While reviewing that doc, I also came across this. Seems very interesting -- I did not know this was possible:
> Some architectures, such as CHERI (including Arm's Morello), explicitly consider pointer provenance and bounds in addition to their target addresses. Adding these considerations to the architecture enables software to constrain uses of particular pointers in ways that are not available with traditional protection mechanisms. For example, while code may have a pointer that spans its entire C stack, it may construct a pointer that authorizes access only to a particular stack allocation (e.g., a buffer) and use this latter pointer while copying data. Even if an attacker is able to control the length of the copy, the bounds imposed upon pointers involved can ensure that an overflow is impossible. (On the other hand, if the attacker can influence both the bounds and the copy length, an overflow may still be possible; in practice, however, the two concerns are often sufficiently separated.) For malloc() in particular, it is enormously beneficial to be able to impose bounds on returned pointers: it becomes impossible for allocator clients to use a pointer from malloc() to access adjacent allocations!
> I wonder to what extent moving bounds checks into hardware provides the potential for efficient memory safety.

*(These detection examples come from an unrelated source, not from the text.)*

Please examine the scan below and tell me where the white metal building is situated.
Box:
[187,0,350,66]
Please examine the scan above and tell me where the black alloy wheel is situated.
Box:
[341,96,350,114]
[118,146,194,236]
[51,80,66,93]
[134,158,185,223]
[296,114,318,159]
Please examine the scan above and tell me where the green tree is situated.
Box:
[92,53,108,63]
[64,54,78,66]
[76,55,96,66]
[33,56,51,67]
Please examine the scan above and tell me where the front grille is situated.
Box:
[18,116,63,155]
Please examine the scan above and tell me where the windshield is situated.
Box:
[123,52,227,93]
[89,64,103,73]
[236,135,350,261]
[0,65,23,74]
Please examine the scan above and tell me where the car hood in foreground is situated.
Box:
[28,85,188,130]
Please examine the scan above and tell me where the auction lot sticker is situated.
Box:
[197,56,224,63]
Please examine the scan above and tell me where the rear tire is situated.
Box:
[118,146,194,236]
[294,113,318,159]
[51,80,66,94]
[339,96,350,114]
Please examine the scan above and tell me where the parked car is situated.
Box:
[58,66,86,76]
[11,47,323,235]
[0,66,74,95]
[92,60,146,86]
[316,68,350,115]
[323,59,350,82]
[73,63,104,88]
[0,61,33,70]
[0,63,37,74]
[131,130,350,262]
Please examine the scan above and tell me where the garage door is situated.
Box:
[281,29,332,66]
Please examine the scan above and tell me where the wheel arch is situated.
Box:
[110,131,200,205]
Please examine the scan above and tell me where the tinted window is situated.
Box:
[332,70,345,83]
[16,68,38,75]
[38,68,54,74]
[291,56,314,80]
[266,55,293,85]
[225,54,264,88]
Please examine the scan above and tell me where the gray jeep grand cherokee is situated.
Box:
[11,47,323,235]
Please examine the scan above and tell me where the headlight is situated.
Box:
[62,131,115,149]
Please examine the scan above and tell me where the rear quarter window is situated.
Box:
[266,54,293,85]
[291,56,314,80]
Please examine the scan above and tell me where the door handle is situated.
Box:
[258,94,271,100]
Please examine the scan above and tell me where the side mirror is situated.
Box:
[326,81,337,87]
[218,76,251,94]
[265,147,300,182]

It's great! The CHERI team at U. Cambridge has recently released their initial performance characterization of Morello, Arm's experimental ARMv8 w/ CHERI: https://ctsrd-cheri.github.io/morello-early-performance-resu... . The major take-away there is a little buried, but is:
> The above 1.8% to 3.0% is our current best estimate of the geometric mean overhead that would be incurred for a future optimized design
That seems to be well within people's tolerance for security features, especially as we think having CHERI would also allow us to turn off, and so stop paying for, some existing mitigations.
> Some architectures, such as CHERI (including Arm's Morello), explicitly consider pointer provenance and bounds in addition to their target addresses. Adding these considerations to the architecture enables software to constrain uses of particular pointers in ways that are not available with traditional protection mechanisms. For example, while code may have a pointer that spans its entire C stack, it may construct a pointer that authorizes access only to a particular stack allocation (e.g., a buffer) and use this latter pointer while copying data. Even if an attacker is able to control the length of the copy, the bounds imposed upon pointers involved can ensure that an overflow is impossible. (On the other hand, if the attacker can influence both the bounds and the copy length, an overflow may still be possible; in practice, however, the two concerns are often sufficiently separated.) For malloc() in particular, it is enormously beneficial to be able to impose bounds on returned pointers: it becomes impossible for allocator clients to use a pointer from malloc() to access adjacent allocations!
https://github.com/microsoft/snmalloc/blob/main/docs/StrictP...
I wonder to what extent moving bounds checks into hardware provides the potential for efficient memory safety.